On Wed, Mar 01, 2017 at 12:14:34PM -0800, Linus Torvalds wrote:
> > My biggest concern is the index-pack operation. Try this:
>
> I'm mobile right now, so I can't test, but I'd this perhaps at least partly
> due to the full checksum over the pack-file?
>
> We have two very different uses of SHA1: the actual object name hash, but
> also the sha1file checksums that we do on the index file and the pack files.
>
> And the checksum code really doesn't need the collision checking at all.
I don't think that helps. The sha1 over the pack-file takes about 1.3s
with openssl, and 5s with sha1dc. So we already know the increase there
is only a few seconds, not a few minutes.

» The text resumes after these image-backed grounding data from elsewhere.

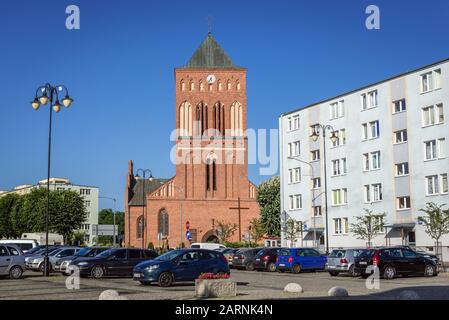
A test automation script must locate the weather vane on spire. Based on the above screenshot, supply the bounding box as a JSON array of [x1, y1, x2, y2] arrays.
[[206, 15, 213, 34]]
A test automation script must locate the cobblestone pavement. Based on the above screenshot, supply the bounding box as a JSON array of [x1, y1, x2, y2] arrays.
[[0, 270, 448, 300]]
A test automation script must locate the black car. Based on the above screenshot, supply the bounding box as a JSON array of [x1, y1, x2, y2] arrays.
[[54, 246, 111, 273], [253, 248, 279, 272], [232, 248, 264, 271], [69, 248, 158, 279], [354, 246, 438, 279]]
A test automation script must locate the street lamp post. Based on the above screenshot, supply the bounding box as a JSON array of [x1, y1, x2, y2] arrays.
[[99, 196, 117, 247], [135, 169, 153, 249], [31, 83, 73, 277], [310, 124, 338, 254]]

And it makes sense if you think about the index-pack operation. It has
to inflate each object, resolving deltas, and checksum the result. And
the number of inflated bytes is _much_ larger than the on-disk bytes.
You can see the difference with:
git cat-file --batch-all-objects \
--batch-check='%(objectsize:disk) %(objectsize)' |
perl -alne '
$disk += $F[0]; $raw += $F[1];
END { print "$disk $raw" }
'
On linux.git that yields:
1210521959 63279680406
That's over a 50x increase in the bytes we have to sha1 for objects
versus pack-checksums.
-Peff